Köln. Von wegen Pflichtprogramm. In der rappelvollen Arena Köln verwöhnten „The Cure“ 17000 Fans mit einem ultralangen, starken Konzertabend!
Robert Smith singt vom Ende. Von der Vergänglichkeit aller Dinge und vom Unvermögen, daran etwas zu ändern. Vom Altwerden, vom Alleinsein, vom Abschiednehmen. Die neuen Songs des noch unveröffentlichten Albums „The Lost World“, die The Cure Dienstag in der Kölner Arena vorstellen, klingen so, als hätte der 63-Jährige sein Testament gemacht. Und würde die Band gleich mit zu Grabe tragen. Zwangsläufig. Smith ist der Erz-Heiler, das Urgestein, die Galionsfigur. Mit einer Frisur, die mit den Jahren immer mehr einer Kreuzung aus platt geschlafenem Vogelnest (hinten) und Kurzschluss unter der Trockenhaube (vorne) gleicht.
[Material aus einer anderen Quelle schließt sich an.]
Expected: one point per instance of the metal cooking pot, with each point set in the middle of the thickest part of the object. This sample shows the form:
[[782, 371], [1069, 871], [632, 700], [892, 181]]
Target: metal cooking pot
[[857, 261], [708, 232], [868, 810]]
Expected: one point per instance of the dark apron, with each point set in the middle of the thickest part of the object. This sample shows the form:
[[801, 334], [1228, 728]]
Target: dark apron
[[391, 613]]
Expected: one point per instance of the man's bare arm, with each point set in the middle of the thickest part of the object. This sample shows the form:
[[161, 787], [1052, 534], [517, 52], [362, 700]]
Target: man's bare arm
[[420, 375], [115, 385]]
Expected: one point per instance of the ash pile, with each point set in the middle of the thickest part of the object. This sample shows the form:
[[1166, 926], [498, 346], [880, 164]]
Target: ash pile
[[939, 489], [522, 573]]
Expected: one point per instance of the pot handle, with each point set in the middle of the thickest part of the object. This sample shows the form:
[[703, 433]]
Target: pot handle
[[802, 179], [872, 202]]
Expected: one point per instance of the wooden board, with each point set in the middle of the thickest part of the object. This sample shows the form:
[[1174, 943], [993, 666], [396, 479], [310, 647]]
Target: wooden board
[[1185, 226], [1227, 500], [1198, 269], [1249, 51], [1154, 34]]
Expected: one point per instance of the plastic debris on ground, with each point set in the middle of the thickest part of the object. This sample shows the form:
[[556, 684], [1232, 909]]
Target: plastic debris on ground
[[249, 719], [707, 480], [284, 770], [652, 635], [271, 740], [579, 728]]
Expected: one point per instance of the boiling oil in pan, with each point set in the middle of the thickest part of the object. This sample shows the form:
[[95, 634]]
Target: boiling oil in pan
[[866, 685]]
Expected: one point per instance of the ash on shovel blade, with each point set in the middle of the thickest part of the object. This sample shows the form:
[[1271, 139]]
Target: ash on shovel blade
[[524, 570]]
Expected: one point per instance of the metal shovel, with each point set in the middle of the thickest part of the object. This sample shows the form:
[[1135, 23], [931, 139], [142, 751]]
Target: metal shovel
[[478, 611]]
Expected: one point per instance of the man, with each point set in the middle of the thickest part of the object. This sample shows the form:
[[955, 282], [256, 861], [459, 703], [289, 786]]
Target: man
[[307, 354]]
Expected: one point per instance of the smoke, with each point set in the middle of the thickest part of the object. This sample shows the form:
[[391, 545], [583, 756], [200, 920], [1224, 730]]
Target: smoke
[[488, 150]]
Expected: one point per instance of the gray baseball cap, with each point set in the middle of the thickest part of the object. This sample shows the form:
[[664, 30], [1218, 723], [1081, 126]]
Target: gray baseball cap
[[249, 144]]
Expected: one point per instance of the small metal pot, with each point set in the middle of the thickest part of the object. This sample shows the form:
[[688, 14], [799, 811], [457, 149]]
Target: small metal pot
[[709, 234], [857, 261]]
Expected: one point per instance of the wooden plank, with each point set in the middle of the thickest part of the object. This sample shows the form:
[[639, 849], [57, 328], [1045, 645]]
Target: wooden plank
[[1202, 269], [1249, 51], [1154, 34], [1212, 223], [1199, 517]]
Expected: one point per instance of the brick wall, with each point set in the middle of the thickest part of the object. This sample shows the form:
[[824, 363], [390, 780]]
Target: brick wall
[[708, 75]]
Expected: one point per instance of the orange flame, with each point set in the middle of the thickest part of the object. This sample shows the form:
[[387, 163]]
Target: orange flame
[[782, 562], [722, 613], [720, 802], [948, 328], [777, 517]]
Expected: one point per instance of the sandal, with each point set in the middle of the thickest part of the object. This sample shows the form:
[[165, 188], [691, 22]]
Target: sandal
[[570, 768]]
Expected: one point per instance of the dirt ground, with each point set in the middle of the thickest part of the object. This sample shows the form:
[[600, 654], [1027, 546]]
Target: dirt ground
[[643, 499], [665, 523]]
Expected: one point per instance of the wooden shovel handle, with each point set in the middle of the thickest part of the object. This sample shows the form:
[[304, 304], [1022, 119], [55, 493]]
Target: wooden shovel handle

Augen wie mit Ebenholzstaub gepudert, Lippen, wie die eines gut gesättigten Vampirs im kalkweißen Gesicht.
Ein schwarzer Prinz aus dem Poesiealbum der Dunkelheit, der dafür kein Haarfärbemittel und keinen Hüftgürtel braucht. Weil er der Finsternis, der Furcht davor, und dem Wissen darum, aber auch der Liebe eine Stimme verleiht: „My world has grown old, but it really doesn’t matter, if you say, we’ll be together.“ Robert Smith ist die Band. Von einer Trauerfeier hat dieser Abend aber so gar nichts. Höchstens hinterher. Für diejenigen, die später erfahren, dass nach 105 Minuten, nach „Endsong“, noch lange kein Ende in Sicht ist. The Cure spielen da noch eine ganze Stunde weiter. Aber es geht fast niemand.
„The Cure“: Kölns Arena ist voll bis unters Dach
Die Eingefleischten, selbst Erzgesteinigen, wissen, dass es 29 oder 30 Stücke sein werden. Und dass ein Konzert von The Cure unter einer Gesamtdauer von zweieinhalb Stunden nicht abgeht. Jeder, aber auch wirklich jeder, Platz ist in der Arena belegt. Vom Innenraum, wo die Fans dicht an dicht stehen, bis unter die Decke. Ringsherum auf den Rängen, von oben bis unten, Logen mit eingeschlossen. Sogar die Randbezirke, die direkt an die Bühne grenzen, sind besetzt. Ausverkaufter geht nicht. Anschnallen, fertig, los. Fürs Sich-mit-dem Zeitreise-Katapult zurückschnellen lassen. Querbeet, nicht chronologisch, durch die Jahre 1981 bis 2008. Als das letzte Album „4:13 Dream” herauskam.
„Frischzellen-Cure“: Museal klingt hier gar in Kölns Arena nichts
Museal konserviert kommen Klassiker wie „Pictures of You“ und „Lovesong“, „At Night“ und „Play For Today“ oder „Close To Me” und „In Between Days” nicht daher. Das klingt viel eher, sorry, der muss jetzt sein, nach „Frischzellen-Cure“. Tausende singen Zeile für Zeile mit, die besonders Ergriffenen sprechen sie nur. Wie im Gebet.
Wenn um kurz vor 22 Uhr mit Wackelkamera und Sausesound der Gang durch einen Wald ansteht, der so lebensgefährlich ist, dass „The Blairwitch Project“ dagegen wirkt wie ein Filmchen für Kinder, tobt die Arena. In lustvoller Erwartung von solchen Zugaben wie „Lullaby“, „Friday I’m in Love“ oder „Boys Don’t Cry“.Am Ende wird Robert Smith ganz fürsorglich, neumodisch würde man es wohl achtsam nennen. Er bedenkt diejenigen, die an den Rangflanken nur seitlich auf die Bühne schauen können. Indem er sich mittig direkt vor ihnen platziert und nur für sie singt. Verhält sich so ein Vollstrecker des eigenen Testaments? Der mit seinem Leben abgeschlossen hat? Oder ist auch das jetzt Abschied? „I Can Never Say Goodbye“ heißt das fünfte Stück vom neuen Album. „Dieser Song handelt von einem Problem, das ich habe“, kündigt Smith es an. Um dann von einer kalten Novembermondnacht zu singen: „Something wicked this way comes.“ Hoffnung klingt irgendwie anders.